Taiwan has controlled the pandemic properly and is now marching towards the new life of the pandemic prevention stage; Taiwan’s outstanding performance of the outbreak prevention has also been reported by international media repeatedly, especially during the outbreak of group infection on the Diamond Princess cruise ship when 2,700 passengers entered Taiwan at that time. The Executive Yuan team used the mobile phone signals of the passengers to analyze their footprints and used the base station number signals of telecommunication operators and geographic location positioning of mobile phones to successfully locate over 620,000 people who had contact with the passengers using big data analysis technology, and then followed up and screened them. In such pandemic prevention work that races against time, only new generation cloud data warehouse technology can be relied on to quickly process large amounts of data in real-time.

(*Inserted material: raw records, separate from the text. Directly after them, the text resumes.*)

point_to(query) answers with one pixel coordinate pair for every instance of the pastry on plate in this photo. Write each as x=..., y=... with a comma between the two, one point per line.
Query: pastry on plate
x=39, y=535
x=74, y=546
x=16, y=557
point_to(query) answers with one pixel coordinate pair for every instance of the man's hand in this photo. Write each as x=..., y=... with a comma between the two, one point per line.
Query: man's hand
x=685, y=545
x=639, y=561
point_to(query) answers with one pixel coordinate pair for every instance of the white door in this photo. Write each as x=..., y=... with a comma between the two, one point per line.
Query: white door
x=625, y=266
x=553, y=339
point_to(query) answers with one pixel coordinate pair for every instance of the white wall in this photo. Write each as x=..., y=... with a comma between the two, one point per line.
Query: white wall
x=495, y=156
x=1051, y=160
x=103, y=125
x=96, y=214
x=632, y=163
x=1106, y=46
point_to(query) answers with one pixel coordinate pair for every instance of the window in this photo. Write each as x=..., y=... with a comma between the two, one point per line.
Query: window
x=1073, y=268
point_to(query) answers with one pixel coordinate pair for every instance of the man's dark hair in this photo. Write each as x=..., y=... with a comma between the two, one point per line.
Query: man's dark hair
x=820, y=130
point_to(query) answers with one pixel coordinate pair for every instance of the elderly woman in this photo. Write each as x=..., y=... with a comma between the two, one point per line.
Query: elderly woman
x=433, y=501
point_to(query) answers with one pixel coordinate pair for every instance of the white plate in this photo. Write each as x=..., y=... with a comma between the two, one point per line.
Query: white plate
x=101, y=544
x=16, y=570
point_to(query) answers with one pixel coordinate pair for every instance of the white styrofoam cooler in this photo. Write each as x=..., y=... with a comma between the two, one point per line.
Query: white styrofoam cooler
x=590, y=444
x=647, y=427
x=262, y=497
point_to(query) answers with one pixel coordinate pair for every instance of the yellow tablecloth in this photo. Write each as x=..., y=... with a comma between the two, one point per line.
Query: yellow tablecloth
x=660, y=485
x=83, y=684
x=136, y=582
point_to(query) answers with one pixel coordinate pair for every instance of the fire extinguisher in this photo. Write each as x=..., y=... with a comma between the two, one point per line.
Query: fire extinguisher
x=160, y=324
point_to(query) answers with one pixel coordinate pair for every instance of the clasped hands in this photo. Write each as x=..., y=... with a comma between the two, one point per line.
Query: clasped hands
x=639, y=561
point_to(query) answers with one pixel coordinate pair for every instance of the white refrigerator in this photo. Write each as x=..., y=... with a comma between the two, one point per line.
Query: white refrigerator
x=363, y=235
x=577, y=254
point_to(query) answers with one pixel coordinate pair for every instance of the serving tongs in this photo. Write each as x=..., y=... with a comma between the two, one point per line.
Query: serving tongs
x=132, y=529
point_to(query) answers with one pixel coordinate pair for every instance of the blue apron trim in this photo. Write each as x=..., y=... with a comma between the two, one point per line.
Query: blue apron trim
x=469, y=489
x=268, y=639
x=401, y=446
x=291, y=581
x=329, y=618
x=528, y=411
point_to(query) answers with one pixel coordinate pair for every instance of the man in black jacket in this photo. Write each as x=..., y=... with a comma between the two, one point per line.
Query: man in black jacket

QUICK AND EXPANDABLE BIGQUERY THAT DOES NOT REQUIRE INFRASTRUCTURE MANAGEMENT CAN SAVE HALF THE COST FOR ENTERPRISES
Compared to the traditional data warehouse system built locally by enterprises that require large amounts of software/hardware construction costs and infrastructure maintenance manpower, through cloud data warehouse services with their server-less feature, they allow enterprises to focus on data analysis tasks without having to worry about system updates and upgrades or related security issues.
Also according to the survey by ESG, the Data Warehouse service of Google Cloud, BigQuery, can save enterprises 52%~41% total cost of ownership compared to traditional data warehouse systems or the practice of migrating data warehouse systems to IaaS.
Secondly, before querying data with BigQuery, high-speed streaming data can be written to Cloud Bigtable first for data processing. Nowadays there are many sources of data on website user behaviors, real-time mobile devices, and IoT message sources; by having BigQuery perform machine learning, data labels can be read directly, which is the same as converting unstructured data to structured data to accelerate modeling. Thirdly, it takes care of both automation and high availability.
Through the Data Transfer Service tool, SaaS data can be loaded into Bigquery automatically according to schedule for analysis; it also provides high availability copy and storage spaces at several locations automatically and enterprises do not have to pay additional fees to make additional adjustments or settings. Local data warehouse systems always required estimations and allocations of computing resources in the past; if it was found that operations were too slow when query instructions were given, it was more inconvenient to expand resources so suddenly.